O jornal “A Federação” publica, desde a última edição, o artigo do padre Jean Poul Hansen, secretário executivo de Campanhas na CNBB. O texto procura explicar os principais aspectos presentes no Texto-base da CF-2024.

2. As causas e o diagnóstico

O que nos tem levado a esse tipo de comportamento [relatado na primeira parte do artigo] são a destruição da coletividade e a construção do indivíduo solitário e autossuficiente – ou, como diz o papa Francisco, autorreferencial –; a construção de um inimigo comum, como o único elemento aglutinador, na sociedade, capaz de retirar as pessoas do seu subjetivismo individualista; a mentalidade de que o conflito e a guerra são geradores de vida e desenvolvimento; a ideologia da invisibilização da inimizade social e a normalização da competição e da meritocracia, dando assim permissão para eliminar o outro.

O triste diagnóstico que fazemos é que nós, na nossa sociedade atual, sofremos de grave alterofobia, ou seja, medo, rejeição e aversão a tudo aquilo que é outro, tudo o que não sou eu mesmo.

A palavra é estranha, mas a situação que ela indica é real, presente e incisiva dia após dia, alimentando mentalidades e gerando atitudes. A outra pessoa, a outra causa, o outro sonho, o outro esforço, tudo, enfim, que não seja eu mesmo acaba por se tornar desnecessário, ameaçador, destinado à rejeição e até mesmo à eliminação e extinção.

Resumindo, sofremos de alterofobia, causada pelo hiperindividualismo. Esse é o diagnóstico. É isso que precisamos atacar.

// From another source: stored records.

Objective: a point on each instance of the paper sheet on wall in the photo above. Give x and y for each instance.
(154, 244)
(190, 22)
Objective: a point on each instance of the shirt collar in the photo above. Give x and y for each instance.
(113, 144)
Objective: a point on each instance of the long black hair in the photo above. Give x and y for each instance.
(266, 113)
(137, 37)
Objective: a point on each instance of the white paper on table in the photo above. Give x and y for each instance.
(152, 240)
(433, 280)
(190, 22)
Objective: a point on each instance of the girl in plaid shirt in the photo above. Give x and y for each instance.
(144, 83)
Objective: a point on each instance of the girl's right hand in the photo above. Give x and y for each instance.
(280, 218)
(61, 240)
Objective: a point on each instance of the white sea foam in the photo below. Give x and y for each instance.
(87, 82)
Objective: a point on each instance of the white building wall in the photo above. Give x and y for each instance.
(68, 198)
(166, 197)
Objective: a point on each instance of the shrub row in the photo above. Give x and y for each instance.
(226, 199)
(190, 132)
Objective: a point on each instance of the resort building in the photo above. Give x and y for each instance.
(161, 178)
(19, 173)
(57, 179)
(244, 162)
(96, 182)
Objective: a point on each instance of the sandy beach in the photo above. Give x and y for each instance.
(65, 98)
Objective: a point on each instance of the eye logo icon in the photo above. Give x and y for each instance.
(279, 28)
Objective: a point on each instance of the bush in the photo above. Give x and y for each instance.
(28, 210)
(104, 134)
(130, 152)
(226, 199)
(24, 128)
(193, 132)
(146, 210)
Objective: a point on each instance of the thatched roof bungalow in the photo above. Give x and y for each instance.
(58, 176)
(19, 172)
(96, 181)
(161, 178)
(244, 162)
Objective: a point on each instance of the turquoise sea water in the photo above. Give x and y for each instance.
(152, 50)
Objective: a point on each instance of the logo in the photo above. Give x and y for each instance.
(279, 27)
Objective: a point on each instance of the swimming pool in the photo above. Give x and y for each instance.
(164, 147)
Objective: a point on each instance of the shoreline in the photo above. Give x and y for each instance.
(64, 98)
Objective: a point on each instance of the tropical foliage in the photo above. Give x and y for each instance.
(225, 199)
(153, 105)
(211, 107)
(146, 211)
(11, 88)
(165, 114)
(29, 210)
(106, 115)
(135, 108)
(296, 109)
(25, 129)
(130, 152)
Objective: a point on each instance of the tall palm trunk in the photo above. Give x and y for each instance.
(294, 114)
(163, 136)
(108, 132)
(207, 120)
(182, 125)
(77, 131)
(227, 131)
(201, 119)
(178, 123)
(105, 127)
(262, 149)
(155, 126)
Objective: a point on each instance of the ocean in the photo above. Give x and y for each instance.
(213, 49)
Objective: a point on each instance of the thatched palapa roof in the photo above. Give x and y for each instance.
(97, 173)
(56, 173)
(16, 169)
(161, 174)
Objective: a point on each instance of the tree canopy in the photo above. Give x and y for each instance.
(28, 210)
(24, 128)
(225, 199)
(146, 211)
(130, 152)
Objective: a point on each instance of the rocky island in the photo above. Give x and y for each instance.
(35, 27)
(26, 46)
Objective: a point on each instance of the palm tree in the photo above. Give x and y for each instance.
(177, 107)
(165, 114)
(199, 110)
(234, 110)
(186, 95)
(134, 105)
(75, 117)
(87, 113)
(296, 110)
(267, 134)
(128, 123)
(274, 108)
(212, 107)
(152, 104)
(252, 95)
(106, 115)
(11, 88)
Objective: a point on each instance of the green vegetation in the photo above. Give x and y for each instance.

Sofremos de um agudo processo de subjetivação, isto é, a única ótica que importa é a minha. Rejeitamos tudo que é diferente de nós mesmos porque deixamos crescer demasiadamente, num processo de inchaço, nosso próprio eu, desencadeando, assim, um processo de fechamento ao outro. Não há dúvidas de quanto é positiva a individualidade; isso não se põe em pauta. No entanto, aquilo que conquistamos como um grande valor passou a ser como um dos nossos maiores limites. Vivemos fisicamente próximos, mas absolutamente distantes, num império das individualidades, e aquilo que é comum parece ter caído em desuso.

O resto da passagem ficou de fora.